College of Medicine and Biological Information Engineering, Northeastern University, Shenyang, China; Key Laboratory of Intelligent Computing in Medical Image, Ministry of Education, Northeastern University, Shenyang, China.
College of Medicine and Biological Information Engineering, Northeastern University, Shenyang, China.
Comput Methods Programs Biomed. 2021 Nov;211:106406. doi: 10.1016/j.cmpb.2021.106406. Epub 2021 Sep 9.
Given that the novel coronavirus disease 2019 (COVID-19) has become a pandemic, a method to accurately distinguish COVID-19 from community-acquired pneumonia (CAP) is urgently needed. However, the spatial uncertainty and morphological diversity of COVID-19 lesions in the lungs, and subtle differences with respect to CAP, make differential diagnosis non-trivial.
We propose a deep represented multiple instance learning (DR-MIL) method to fulfill this task.

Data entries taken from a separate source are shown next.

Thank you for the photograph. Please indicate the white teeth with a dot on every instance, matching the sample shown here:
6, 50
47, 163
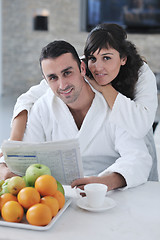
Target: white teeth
68, 91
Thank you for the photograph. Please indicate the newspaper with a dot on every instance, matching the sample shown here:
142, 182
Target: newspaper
62, 157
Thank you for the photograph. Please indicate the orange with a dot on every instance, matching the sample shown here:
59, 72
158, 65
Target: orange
46, 185
39, 215
12, 211
52, 203
28, 196
60, 197
5, 198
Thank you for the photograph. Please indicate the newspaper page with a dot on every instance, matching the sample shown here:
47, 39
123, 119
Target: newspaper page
62, 157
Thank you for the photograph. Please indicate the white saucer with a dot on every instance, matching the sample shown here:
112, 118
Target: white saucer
108, 203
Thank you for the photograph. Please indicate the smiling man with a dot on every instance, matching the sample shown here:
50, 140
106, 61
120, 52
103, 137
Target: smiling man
72, 109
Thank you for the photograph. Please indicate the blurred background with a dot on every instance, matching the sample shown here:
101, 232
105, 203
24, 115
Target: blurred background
27, 26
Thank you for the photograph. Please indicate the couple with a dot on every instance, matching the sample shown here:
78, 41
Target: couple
107, 122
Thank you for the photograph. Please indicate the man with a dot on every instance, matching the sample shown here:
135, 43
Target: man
72, 109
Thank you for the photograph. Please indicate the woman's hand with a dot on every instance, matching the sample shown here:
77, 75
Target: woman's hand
108, 92
95, 85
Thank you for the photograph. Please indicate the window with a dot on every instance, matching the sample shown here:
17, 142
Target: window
128, 13
40, 21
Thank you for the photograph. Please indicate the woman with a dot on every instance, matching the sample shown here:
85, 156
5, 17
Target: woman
128, 87
119, 73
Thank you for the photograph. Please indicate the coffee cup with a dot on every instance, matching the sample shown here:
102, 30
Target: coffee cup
95, 194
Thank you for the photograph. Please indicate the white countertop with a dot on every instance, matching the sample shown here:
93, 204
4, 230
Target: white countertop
136, 217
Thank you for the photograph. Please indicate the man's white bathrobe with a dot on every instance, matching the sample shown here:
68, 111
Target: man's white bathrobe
104, 146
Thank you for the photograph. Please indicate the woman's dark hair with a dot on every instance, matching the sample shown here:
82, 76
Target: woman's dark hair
114, 36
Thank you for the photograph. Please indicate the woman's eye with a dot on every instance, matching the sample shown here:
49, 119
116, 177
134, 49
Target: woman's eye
106, 58
53, 78
92, 59
67, 73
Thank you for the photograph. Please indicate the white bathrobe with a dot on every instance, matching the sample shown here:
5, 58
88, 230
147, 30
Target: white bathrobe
104, 146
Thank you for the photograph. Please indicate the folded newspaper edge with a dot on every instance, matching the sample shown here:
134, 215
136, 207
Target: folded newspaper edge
62, 157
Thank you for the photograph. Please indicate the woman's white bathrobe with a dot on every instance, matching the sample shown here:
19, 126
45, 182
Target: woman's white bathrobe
104, 146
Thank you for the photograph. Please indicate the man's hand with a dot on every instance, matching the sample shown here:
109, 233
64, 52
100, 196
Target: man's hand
5, 172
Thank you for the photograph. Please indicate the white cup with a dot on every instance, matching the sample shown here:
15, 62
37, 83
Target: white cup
95, 193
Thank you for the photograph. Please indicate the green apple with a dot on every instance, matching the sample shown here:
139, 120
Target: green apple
34, 171
60, 187
4, 187
15, 184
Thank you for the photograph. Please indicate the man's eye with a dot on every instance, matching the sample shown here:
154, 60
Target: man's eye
53, 78
92, 59
106, 58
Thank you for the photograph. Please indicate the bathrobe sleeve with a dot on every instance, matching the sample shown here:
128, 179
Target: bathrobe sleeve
26, 100
137, 116
134, 162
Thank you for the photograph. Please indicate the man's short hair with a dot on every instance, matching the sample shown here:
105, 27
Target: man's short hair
58, 48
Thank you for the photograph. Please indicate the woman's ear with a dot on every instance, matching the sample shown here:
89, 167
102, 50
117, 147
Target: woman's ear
123, 61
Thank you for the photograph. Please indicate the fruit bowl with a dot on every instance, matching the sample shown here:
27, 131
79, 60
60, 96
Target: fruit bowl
26, 225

A 3D volumetric CT scan of one patient is treated as one bag and ten CT slices are selected as the initial instances. For each instance, deep features are extracted from the pre-trained ResNet-50 with fine-tuning and represented as one deep represented instance score (DRIS). Each bag with a DRIS for each initial instance is then input into a citation k-nearest neighbor search to generate the final prediction. A total of 141 COVID-19 and 100 CAP CT scans were used. The performance of DR-MIL is compared with other potential strategies and state-of-the-art models.
DR-MIL displayed an accuracy of 95% and an area under curve of 0.943, which were superior to those observed for comparable methods. COVID-19 and CAP exhibited significant differences in both the DRIS and the spatial pattern of lesions (p<0.001). As a means of content-based image retrieval, DR-MIL can identify images used as key instances, references, and citers for visual interpretation.
DR-MIL can effectively represent the deep characteristics of COVID-19 lesions in CT images and accurately distinguish COVID-19 from CAP in a weakly supervised manner. The resulting DRIS is a useful supplement to visual interpretation of the spatial pattern of lesions when screening for COVID-19.
鉴于新型冠状病毒病 2019(COVID-19)已成为大流行,因此迫切需要一种准确区分 COVID-19 与社区获得性肺炎(CAP)的方法。然而,COVID-19 肺部病变的空间不确定性和形态多样性,以及与 CAP 的细微差异,使得鉴别诊断变得具有挑战性。
我们提出了一种深度表示的多实例学习(DR-MIL)方法来完成这项任务。将一位患者的 3D 容积 CT 扫描视为一个袋子,并选择十个 CT 切片作为初始实例。对于每个实例,从经过微调的预训练 ResNet-50 中提取深度特征,并表示为一个深度表示实例得分(DRIS)。然后,将每个袋子中的每个初始实例的 DRIS 输入引文 k-最近邻搜索中,以生成最终预测。共使用了 141 例 COVID-19 和 100 例 CAP CT 扫描。将 DR-MIL 的性能与其他潜在策略和最先进的模型进行了比较。
DR-MIL 的准确率为 95%,曲线下面积为 0.943,优于可比方法的观察结果。COVID-19 和 CAP 在 DRIS 和病变的空间模式方面均存在显著差异(p<0.001)。作为基于内容的图像检索方法,DR-MIL 可以识别用作关键实例、参考和引用的图像,用于视觉解释。
DR-MIL 可以有效地表示 CT 图像中 COVID-19 病变的深度特征,并以弱监督的方式准确区分 COVID-19 与 CAP。所得的 DRIS 是 COVID-19 筛查中病变空间模式视觉解释的有用补充。